Ela estava sentada de frente para a grande janela de sua sala olhando para a paisagem lá fora, às quatro da tarde de uma quarta-feira, pensando porquê ela estava em casa, apesar de estar de férias. Chovia e ventava muito, mas há muito tempo ela sabia que não era feita de açúcar. As férias não haviam saído como ela havia planejado, mas ela precisava daquele tempo para repor as baterias, para descansar, ficar um tempo longe do trabalho, das infindáveis preocupações de todos os dias...era preciso ter um tempo para ficar de bobeira, fazendo nada, mas de forma consciente, sem se preocupar com o que estava para acontecer no dia seguinte.
Não conseguira planejar uma viagem. Então acabou ficando em sua cidade mesmo, sem dramas. Na cabeça, um pensamento insistia em voltar: por que ele sumiu? Por que não deu mais notícias? Por que ninguém mais fala nele? Nem parecia que ele estava para voltar...
Com estes pensamentos insistentes em sua cabeça, ela começou a se questionar sobre os seus padrões: por que será que ela sempre insistia nos mesmos caras, nos mesmos tipos? Por que sempre se interessava por aquele cara enigmático, com tão pouco amor e carinho para oferecer? Era sempre o cara mais velho, mais bonito, mais inatingível!
Será que este era o padrão: gostar de quem é inatingível? Muitas vezes, ela se perguntou se este era um problema que só ela possuía, que talvez, em seu lugar, a maioria das mulheres já tivesse desistido há muito tempo de um cara como este. Mas, ela não, ela continuava sentindo saudades dele, fantasiando uma vida juntos, como namorados, como amantes, nem ela sabia mais de que forma.
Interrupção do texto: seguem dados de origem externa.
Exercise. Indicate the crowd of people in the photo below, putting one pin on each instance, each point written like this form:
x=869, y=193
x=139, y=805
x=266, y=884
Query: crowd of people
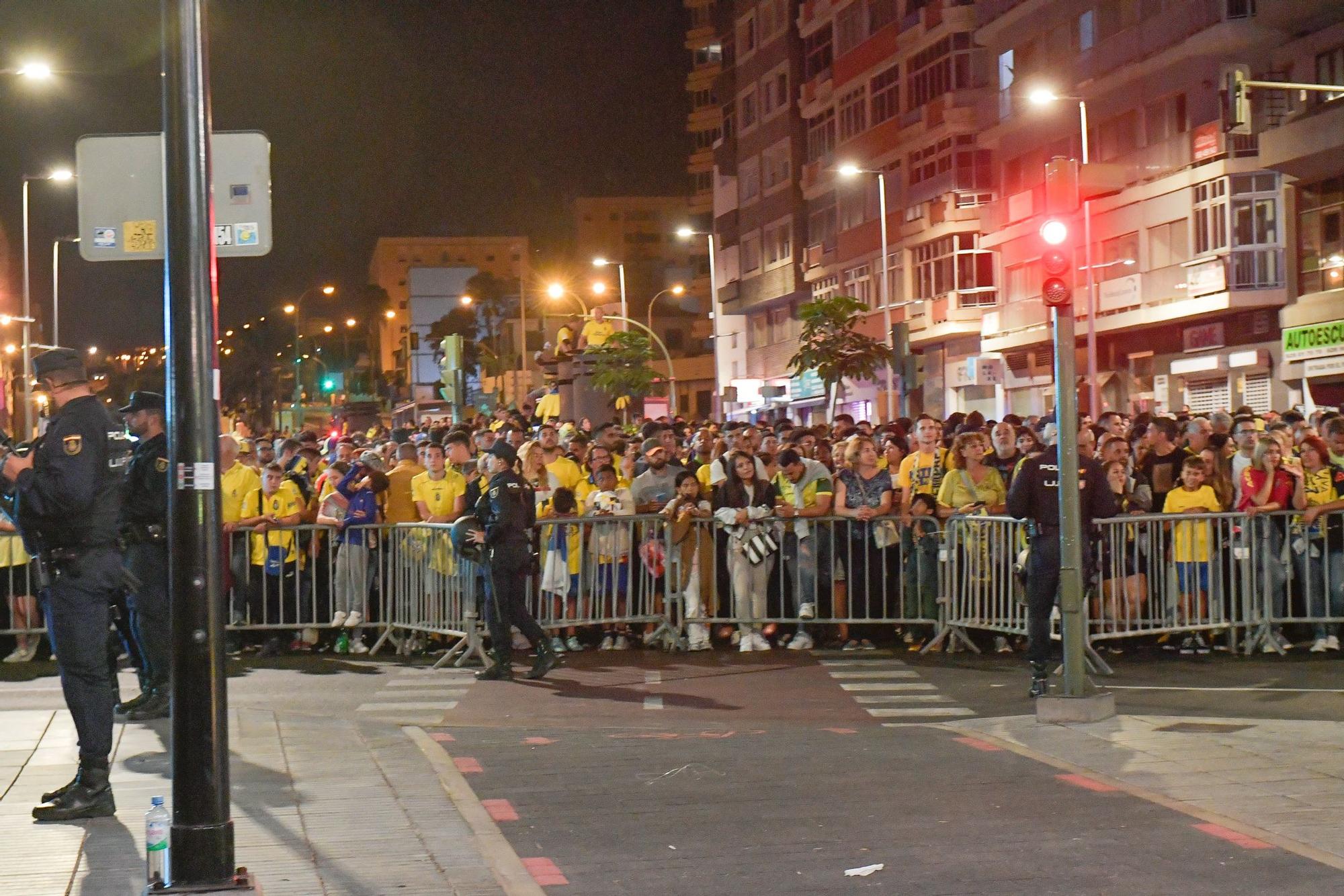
x=768, y=521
Será que todas as mulheres sempre seguem um determinado padrão para buscar seus homens? Há aquelas que buscam os desprotegidos; outras querem alguém que as proteja. Algumas buscam um homem para competir, outras um eterno romântico, tem também aquelas que não suportam “grude”, sentem-se perseguidas, enaltecidas, endeusadas e odeiam isso. Enfim, todas buscam um padrão: seja um homem mais forte, ou mais fraco; mais romântico, ou mais frio; mais doce, ou mais rude. E eles? Também estão atrás de um padrão de mulher ou querem apenas ter ao seu lado uma mulher com quem possam testar a sua virilidade?
Eram muitas perguntas sem resposta. Do lado de fora, o tempo piorava. Ela então decidiu que, se era para continuar sozinha e em casa, teria que buscar alguma companhia. Acendeu um cigarro e abriu uma garrafa de vinho tinto... seco. Ficou saboreando o vinho, pensando, ao mesmo tempo, que sem o maldito tabagismo talvez ela pudesse apreciá-lo muito mais. No fundo, no fundo, queria afastar da cabeça mais um pensamento estranho que insistia em perturbá-la: qual seria o padrão de mulher dele agora? Como seria esta tal namorada que o faz tão feliz atualmente? E por que é tão difícil conviver com o fato de que ele não está mais sozinho e está muito feliz – sem ela?
Durante muito tempo, foi difícil ter que assumir que ele era gato, que estava no auge da idade, apesar de dez anos mais velho, e que muitas mulheres ficaram interessadas nele quando souberam que ele era o mais novo solteiro da praça. Foi difícil ter que competir com todas elas, e mesmo quando ela percebeu que era a “dona do pedaço”, não soube como agir, nem como afastar estas predadoras vorazes. Rapidamente, ela o perdeu, ou pelo menos perdeu o encantamento.
De fato, ele não soube lidar com a insegurança dela, buscava alguém que estivesse disposta a tudo, que fosse com ele para onde a vida mandasse, sem medos, dúvidas ou questionamentos. O futuro, nós construímos, ele dizia. Ela o perdeu, sem sequer tê-lo tido. Foi tudo muito rápido. Quando ele se foi, ela pensou que fosse perder o chão, que a vida fosse acabar. Hoje ela estava ali, pensando em como ia ser quando ele voltasse, no quanto isso ia mexer com os seus instintos femininos, o quanto ia doer vê-lo com outra pessoa e feliz.
O cigarro acabou, ela acendeu outro. O silêncio só não era absoluto porque ela podia ouvir o barulho do vento forte e da chuva batendo na enorme janela. Repôs o vinho em sua taça de cristal e ficou ali, bebericando. O futuro, nós construimos, ela repetiu... e pegou o telefone.